Ok, I agree that "2147483647" is not a reasonable setting. But what's the definition of "reasonable"? I just want to study the impact of the setting so I test the big number first.
Having the setting:
cpu_index_tuple_cost = 10
I still get failures of "create_index", "inherit", "join", "stats".
When you give users the flexibility of configurations, you cannot say all the values mismatching with your expectations are not allowed. In fact the system allowed such settings.
T
On Thu, Nov 8, 2012 at 6:10 PM, Bruce Momjian <bruce@momjian.us> wrote:
On Thu, Nov 8, 2012 at 05:37:22PM -0800, Tianyin Xu wrote: > Thanks, Craig, > > Yes, I know "context diff". What I don't know is whether + or - some rows is a > big problem, let's say correctness problem. I didn't write the test cases so I > don't know what these test cases are exactly doing. > If you tell me the failure of these test cases are severe and not acceptable, > I'm fine with it.

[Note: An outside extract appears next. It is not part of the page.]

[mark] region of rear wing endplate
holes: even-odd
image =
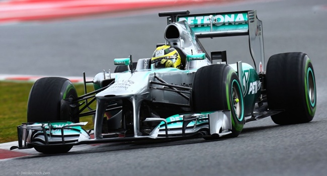
[[[255,67],[257,71],[264,71],[262,22],[258,19],[256,11],[191,15],[189,11],[177,12],[178,14],[173,12],[159,13],[159,16],[170,17],[168,18],[169,24],[186,21],[198,38],[249,36],[250,51]]]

It means these configurations are not allowed. > > For this particular case, I figured out that it's because of the following > settings, > > cpu_index_tuple_cost = 2147483647 > > which assigned a big number to the cpu_index_tuple_cost, affecting the query > planner. > > But to me, the configuration settings should not affect the correctness, right? > Because whatever optimizations you do, the results should be the same (what > matters is the performance). And that's why I need testing before adjusting > these values.
We can't test the optimizer is reasonable if you change settings in this way, so no, I am not surprised it failed.